Coulter is the most visible and vociferous of the conservative fembots (hereafter known as the CFs) who have emerged in the last few years. Her mob-hit style of discourse is captured by David Brock in his tinny, gossipy mea culpa "Blinded by the Right" when he quotes her, speaking in reference to Bill Clinton, wondering whether it would be better "to impeach or assassinate." Some of her colleagues seem to have fallen out of the spotlight, depriving conservatives of media heroes and liberals of favored targets ("Coo, coo, ca-choo, Laura Ingraham, the Nation turns its lonely eyes to you").

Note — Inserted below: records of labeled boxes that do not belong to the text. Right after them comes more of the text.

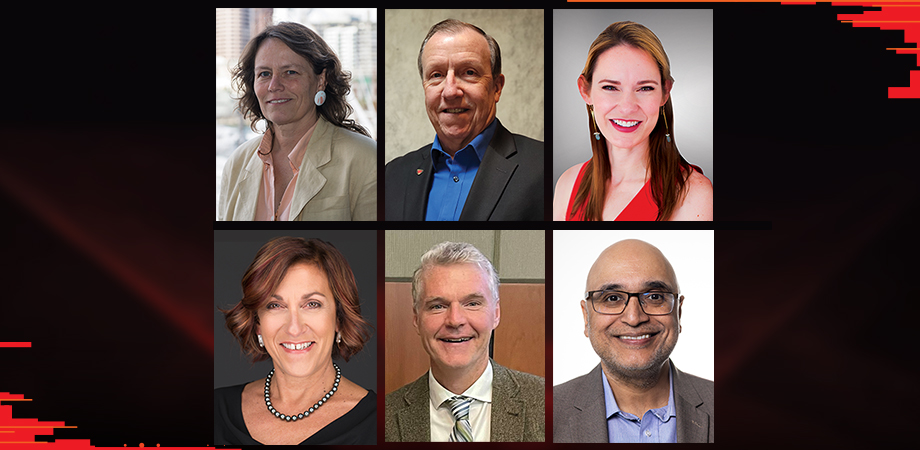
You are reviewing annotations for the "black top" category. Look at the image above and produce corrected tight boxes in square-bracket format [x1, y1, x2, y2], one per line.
[214, 384, 377, 445]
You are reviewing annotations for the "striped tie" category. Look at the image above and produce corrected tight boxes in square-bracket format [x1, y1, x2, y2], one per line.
[444, 395, 473, 442]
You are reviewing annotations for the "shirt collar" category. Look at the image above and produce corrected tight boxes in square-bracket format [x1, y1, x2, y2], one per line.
[431, 118, 498, 163]
[428, 361, 492, 408]
[601, 362, 677, 422]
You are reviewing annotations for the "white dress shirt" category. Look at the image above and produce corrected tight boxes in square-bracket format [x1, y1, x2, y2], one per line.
[428, 362, 492, 442]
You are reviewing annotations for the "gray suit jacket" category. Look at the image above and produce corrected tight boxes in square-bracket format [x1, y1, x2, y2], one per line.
[553, 362, 715, 442]
[385, 119, 548, 221]
[384, 361, 546, 442]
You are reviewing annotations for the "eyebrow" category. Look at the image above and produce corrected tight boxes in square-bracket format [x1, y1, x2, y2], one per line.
[592, 280, 673, 292]
[271, 291, 326, 301]
[422, 292, 486, 305]
[255, 64, 303, 70]
[597, 78, 658, 86]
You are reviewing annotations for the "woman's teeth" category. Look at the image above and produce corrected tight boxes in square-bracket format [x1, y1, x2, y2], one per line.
[610, 119, 639, 128]
[281, 342, 313, 350]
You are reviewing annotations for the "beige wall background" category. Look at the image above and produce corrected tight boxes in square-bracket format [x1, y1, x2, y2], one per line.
[384, 230, 546, 283]
[383, 230, 546, 394]
[383, 9, 545, 163]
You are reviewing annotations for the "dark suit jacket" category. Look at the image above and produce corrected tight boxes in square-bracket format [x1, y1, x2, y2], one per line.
[384, 119, 545, 221]
[553, 362, 715, 442]
[384, 361, 546, 442]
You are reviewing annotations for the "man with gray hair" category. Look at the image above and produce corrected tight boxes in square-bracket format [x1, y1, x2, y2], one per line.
[385, 19, 544, 221]
[384, 242, 545, 442]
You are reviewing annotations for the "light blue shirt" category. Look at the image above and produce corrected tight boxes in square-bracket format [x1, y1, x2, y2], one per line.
[425, 119, 498, 220]
[601, 367, 677, 443]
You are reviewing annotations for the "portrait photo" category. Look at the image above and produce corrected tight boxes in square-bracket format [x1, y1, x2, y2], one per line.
[384, 230, 546, 442]
[552, 230, 715, 442]
[384, 9, 545, 221]
[214, 230, 377, 445]
[552, 9, 714, 221]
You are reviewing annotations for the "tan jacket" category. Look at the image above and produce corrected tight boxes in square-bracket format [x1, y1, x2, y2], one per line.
[383, 360, 546, 442]
[217, 117, 377, 220]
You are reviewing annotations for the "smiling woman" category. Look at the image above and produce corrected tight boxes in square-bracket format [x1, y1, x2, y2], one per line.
[217, 22, 377, 220]
[553, 22, 712, 220]
[214, 237, 377, 445]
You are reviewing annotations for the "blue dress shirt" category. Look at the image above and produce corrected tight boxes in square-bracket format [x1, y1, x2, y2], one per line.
[425, 119, 498, 220]
[601, 368, 677, 443]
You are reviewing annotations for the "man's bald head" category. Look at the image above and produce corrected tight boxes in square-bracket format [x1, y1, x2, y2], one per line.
[585, 239, 680, 293]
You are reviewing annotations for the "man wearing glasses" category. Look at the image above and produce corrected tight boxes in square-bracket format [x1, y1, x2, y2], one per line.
[553, 240, 714, 443]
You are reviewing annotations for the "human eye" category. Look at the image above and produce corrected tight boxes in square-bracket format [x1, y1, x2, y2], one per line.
[303, 300, 323, 309]
[428, 303, 446, 311]
[642, 292, 668, 304]
[466, 299, 483, 309]
[600, 291, 626, 303]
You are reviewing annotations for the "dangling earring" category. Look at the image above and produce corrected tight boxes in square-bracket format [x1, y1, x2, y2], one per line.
[588, 105, 601, 141]
[661, 106, 671, 142]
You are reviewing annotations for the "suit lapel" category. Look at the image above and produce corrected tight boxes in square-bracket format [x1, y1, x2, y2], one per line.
[290, 117, 333, 219]
[460, 119, 518, 220]
[235, 149, 263, 220]
[490, 361, 524, 442]
[396, 372, 431, 442]
[671, 362, 709, 442]
[403, 148, 434, 220]
[568, 364, 609, 442]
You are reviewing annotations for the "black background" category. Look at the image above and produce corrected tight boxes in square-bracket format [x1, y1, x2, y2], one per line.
[0, 3, 920, 448]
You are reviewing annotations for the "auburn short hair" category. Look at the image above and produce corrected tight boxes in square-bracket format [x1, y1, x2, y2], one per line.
[220, 237, 371, 362]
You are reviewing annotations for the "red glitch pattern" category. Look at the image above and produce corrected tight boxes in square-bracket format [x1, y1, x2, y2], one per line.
[0, 392, 237, 450]
[783, 0, 920, 98]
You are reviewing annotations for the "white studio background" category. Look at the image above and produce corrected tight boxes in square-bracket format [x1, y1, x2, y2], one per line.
[551, 9, 715, 191]
[552, 230, 715, 385]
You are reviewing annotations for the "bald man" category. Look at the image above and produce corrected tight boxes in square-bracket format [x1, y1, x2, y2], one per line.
[553, 239, 714, 443]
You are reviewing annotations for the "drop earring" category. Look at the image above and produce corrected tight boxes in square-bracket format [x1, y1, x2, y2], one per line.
[661, 106, 671, 142]
[588, 105, 601, 141]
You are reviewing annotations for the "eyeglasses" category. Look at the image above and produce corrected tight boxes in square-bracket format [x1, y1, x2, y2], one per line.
[585, 289, 677, 316]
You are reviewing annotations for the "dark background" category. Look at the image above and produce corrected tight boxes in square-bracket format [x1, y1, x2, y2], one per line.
[0, 3, 920, 448]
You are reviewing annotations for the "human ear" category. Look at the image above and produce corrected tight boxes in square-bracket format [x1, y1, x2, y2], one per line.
[578, 75, 591, 105]
[661, 81, 674, 106]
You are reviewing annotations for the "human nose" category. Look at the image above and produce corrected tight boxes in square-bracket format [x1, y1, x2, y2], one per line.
[268, 74, 284, 92]
[619, 91, 639, 114]
[445, 303, 466, 328]
[287, 308, 306, 336]
[441, 70, 463, 98]
[620, 295, 648, 327]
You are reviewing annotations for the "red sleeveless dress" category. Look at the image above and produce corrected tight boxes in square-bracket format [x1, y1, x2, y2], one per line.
[565, 161, 703, 221]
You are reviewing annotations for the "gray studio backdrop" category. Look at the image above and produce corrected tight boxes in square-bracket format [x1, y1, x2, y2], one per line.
[548, 9, 716, 192]
[383, 9, 545, 162]
[214, 230, 377, 392]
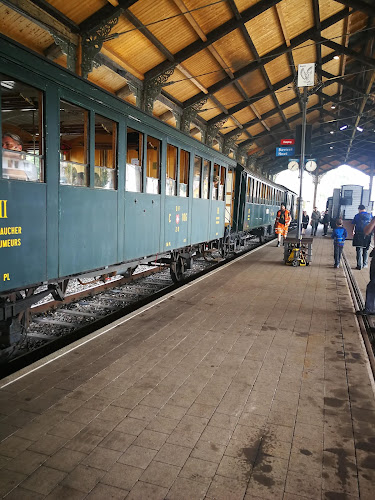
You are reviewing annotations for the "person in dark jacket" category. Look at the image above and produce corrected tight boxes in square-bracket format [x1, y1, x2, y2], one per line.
[352, 205, 371, 269]
[356, 217, 375, 316]
[331, 219, 348, 269]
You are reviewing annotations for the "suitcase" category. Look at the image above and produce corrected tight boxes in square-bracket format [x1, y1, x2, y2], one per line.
[365, 281, 375, 313]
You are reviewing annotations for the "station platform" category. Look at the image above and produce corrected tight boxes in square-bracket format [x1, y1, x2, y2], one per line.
[0, 230, 375, 500]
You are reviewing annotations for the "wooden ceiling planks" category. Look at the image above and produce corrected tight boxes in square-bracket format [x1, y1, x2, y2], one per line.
[179, 0, 233, 34]
[48, 0, 107, 24]
[0, 0, 375, 175]
[88, 66, 129, 94]
[0, 3, 53, 54]
[245, 8, 284, 57]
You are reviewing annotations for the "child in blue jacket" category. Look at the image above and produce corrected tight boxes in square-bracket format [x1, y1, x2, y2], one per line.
[331, 219, 348, 269]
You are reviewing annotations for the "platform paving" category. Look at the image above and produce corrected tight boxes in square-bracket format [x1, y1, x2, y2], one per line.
[0, 232, 375, 500]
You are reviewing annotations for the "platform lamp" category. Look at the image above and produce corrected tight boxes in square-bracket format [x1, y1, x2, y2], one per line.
[297, 63, 315, 240]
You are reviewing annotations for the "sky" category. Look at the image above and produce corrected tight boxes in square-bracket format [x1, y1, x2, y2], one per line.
[275, 165, 375, 214]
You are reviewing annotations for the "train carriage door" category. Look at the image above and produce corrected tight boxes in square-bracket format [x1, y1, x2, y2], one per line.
[225, 169, 236, 227]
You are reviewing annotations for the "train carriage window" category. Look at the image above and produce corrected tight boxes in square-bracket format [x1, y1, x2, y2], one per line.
[165, 144, 177, 196]
[211, 163, 220, 200]
[126, 127, 144, 193]
[146, 136, 161, 194]
[246, 177, 251, 203]
[179, 149, 190, 198]
[0, 73, 44, 182]
[60, 101, 89, 186]
[202, 160, 211, 200]
[94, 115, 117, 189]
[219, 167, 227, 201]
[193, 156, 202, 198]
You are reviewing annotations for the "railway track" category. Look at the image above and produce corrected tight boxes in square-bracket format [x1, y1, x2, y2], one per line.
[0, 238, 273, 377]
[341, 252, 375, 377]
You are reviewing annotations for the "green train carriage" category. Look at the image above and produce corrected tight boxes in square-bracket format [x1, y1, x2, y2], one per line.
[0, 36, 296, 346]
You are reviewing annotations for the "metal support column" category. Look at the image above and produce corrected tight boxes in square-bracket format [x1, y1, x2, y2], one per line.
[297, 87, 308, 239]
[313, 168, 319, 208]
[368, 162, 374, 205]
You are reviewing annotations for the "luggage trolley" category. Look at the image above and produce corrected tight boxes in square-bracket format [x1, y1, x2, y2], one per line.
[284, 238, 313, 267]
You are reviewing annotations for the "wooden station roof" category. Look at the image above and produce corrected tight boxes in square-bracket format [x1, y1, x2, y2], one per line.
[0, 0, 375, 175]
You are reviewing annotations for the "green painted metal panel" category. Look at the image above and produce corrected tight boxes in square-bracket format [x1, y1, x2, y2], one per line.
[124, 192, 161, 260]
[191, 198, 210, 243]
[162, 196, 190, 251]
[59, 186, 121, 276]
[208, 200, 225, 240]
[0, 180, 47, 292]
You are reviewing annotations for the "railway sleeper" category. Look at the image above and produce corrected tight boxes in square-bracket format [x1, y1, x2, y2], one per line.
[0, 282, 66, 347]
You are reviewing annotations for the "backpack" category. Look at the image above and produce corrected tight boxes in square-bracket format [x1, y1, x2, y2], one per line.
[354, 212, 371, 233]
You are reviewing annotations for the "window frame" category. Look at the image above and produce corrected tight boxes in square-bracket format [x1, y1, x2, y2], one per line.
[58, 98, 90, 188]
[0, 73, 48, 184]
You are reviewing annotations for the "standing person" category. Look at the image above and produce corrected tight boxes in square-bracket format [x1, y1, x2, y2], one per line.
[323, 210, 329, 236]
[356, 217, 375, 316]
[311, 207, 320, 236]
[275, 203, 291, 247]
[301, 210, 310, 236]
[331, 219, 348, 269]
[352, 205, 371, 269]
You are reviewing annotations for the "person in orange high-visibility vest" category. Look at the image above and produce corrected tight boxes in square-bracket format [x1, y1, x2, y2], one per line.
[275, 203, 291, 247]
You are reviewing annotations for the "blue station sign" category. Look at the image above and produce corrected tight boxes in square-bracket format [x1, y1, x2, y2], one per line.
[276, 146, 294, 156]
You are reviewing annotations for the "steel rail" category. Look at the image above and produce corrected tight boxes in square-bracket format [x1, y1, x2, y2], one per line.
[341, 252, 375, 378]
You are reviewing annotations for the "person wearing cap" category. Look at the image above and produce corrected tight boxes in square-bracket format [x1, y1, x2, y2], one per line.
[2, 132, 22, 151]
[352, 205, 371, 270]
[275, 203, 292, 247]
[310, 207, 320, 236]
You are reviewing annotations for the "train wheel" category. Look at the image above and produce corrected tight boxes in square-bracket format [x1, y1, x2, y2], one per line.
[171, 257, 185, 283]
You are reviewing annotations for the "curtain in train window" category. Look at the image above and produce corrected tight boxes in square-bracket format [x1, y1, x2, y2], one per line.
[146, 136, 161, 194]
[219, 167, 226, 201]
[178, 149, 190, 198]
[94, 115, 117, 189]
[193, 156, 202, 198]
[202, 160, 211, 200]
[125, 127, 144, 193]
[246, 177, 251, 203]
[0, 73, 44, 182]
[211, 163, 220, 200]
[261, 183, 266, 203]
[60, 101, 89, 186]
[165, 144, 177, 196]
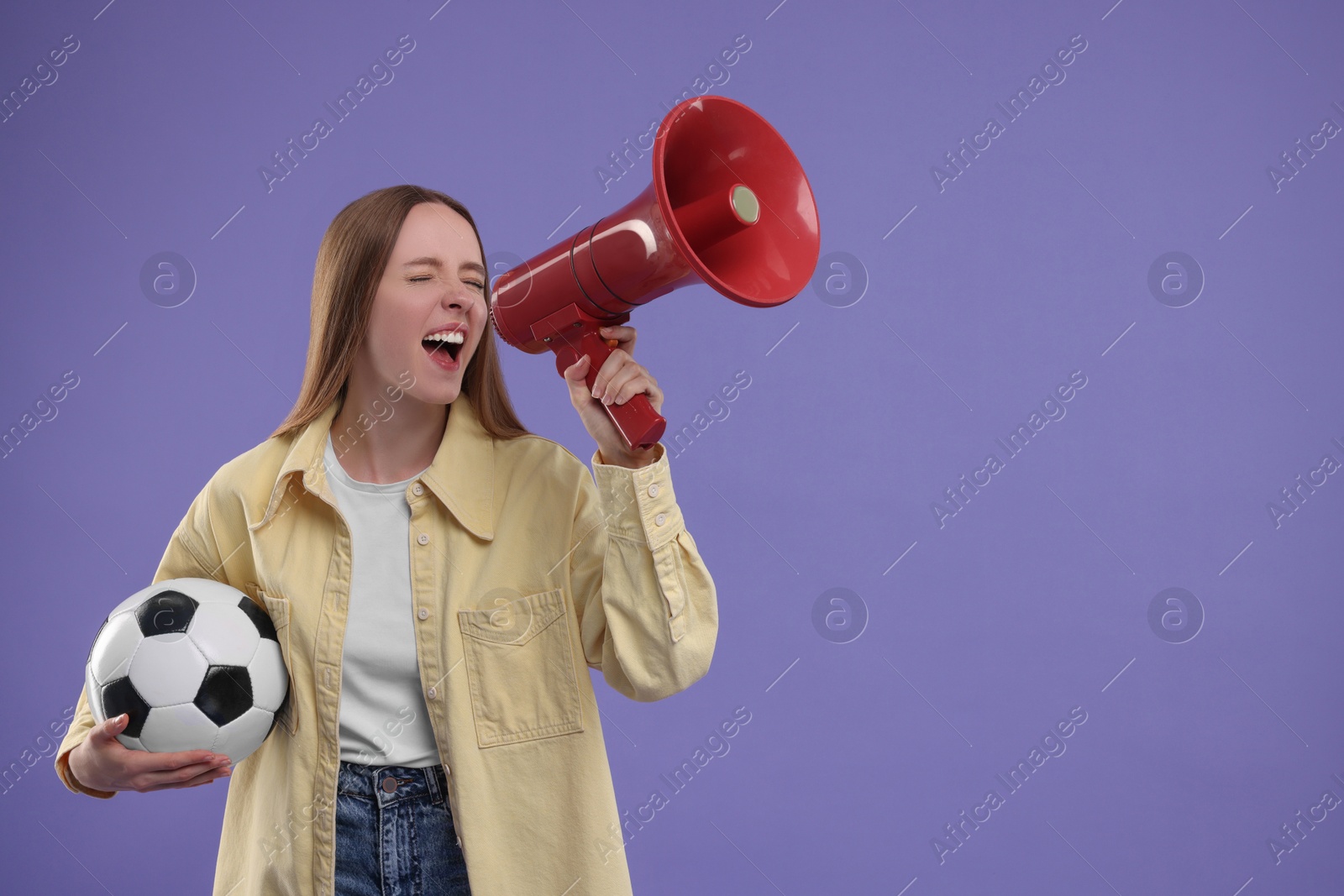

But there are still enough around to make the soon-to-be-late "Politically Incorrect" look like "The Dating Game" as fantasized by the Young Americans for Freedom.

Besides Coulter there's the likes of Kellyanne Conway (nee Fitzpatrick), Lisa Pinto of the Oxygen Channel's "SheSpan" (catchy) and Dr. Monica Crowley. We have yet to see their glamorous equivalent among young male conservatives where the closest thing to a star is Tucker Carlson on "Crossfire," playing Jimmy Olsen to Robert Novak's cranky Perry White ("Great Goldwater's Ghost!"), who in turn is on guard against James Carville's Lex Luthor.

The media stardom of the CFs is a perfectly logical phenomenon, one that actually started before the trend of TV news outlets (like CNN and CNN Headline News) making the move to younger, "camera-friendly" anchors. The CFs' demeanor and presentation is carefully calculated to counter the traditional image of Republicans as uptight, cigar-chomping fat cats. And probably some of the resentment against these young women has come from liberals who wish that the left could be represented by their own spangly equivalents. (To anybody who doesn't think liberals could use some pizazz, I offer these four words: Sex God Warren Christopher.) Be careful what you wish for.

The views of the CFs emulsify like a perfect mayonnaise, but what they share apart from ideological consistency is a uniformity of attitude. I don't know the social background of Coulter, Ingraham, Conway or Pinto, but I've encountered their type before. They are the essence of the white, privileged kids at the small New England college I attended during the conservative heyday of the early Reagan years. What characterized those kids and what characterizes the CFs is that they seem unaware that not everyone shares their privileged existence, or seem to believe that anyone who doesn't has only themselves to blame. It's a small world, after all, and the CFs are absolutely secure about their place in it and the rightness of their views.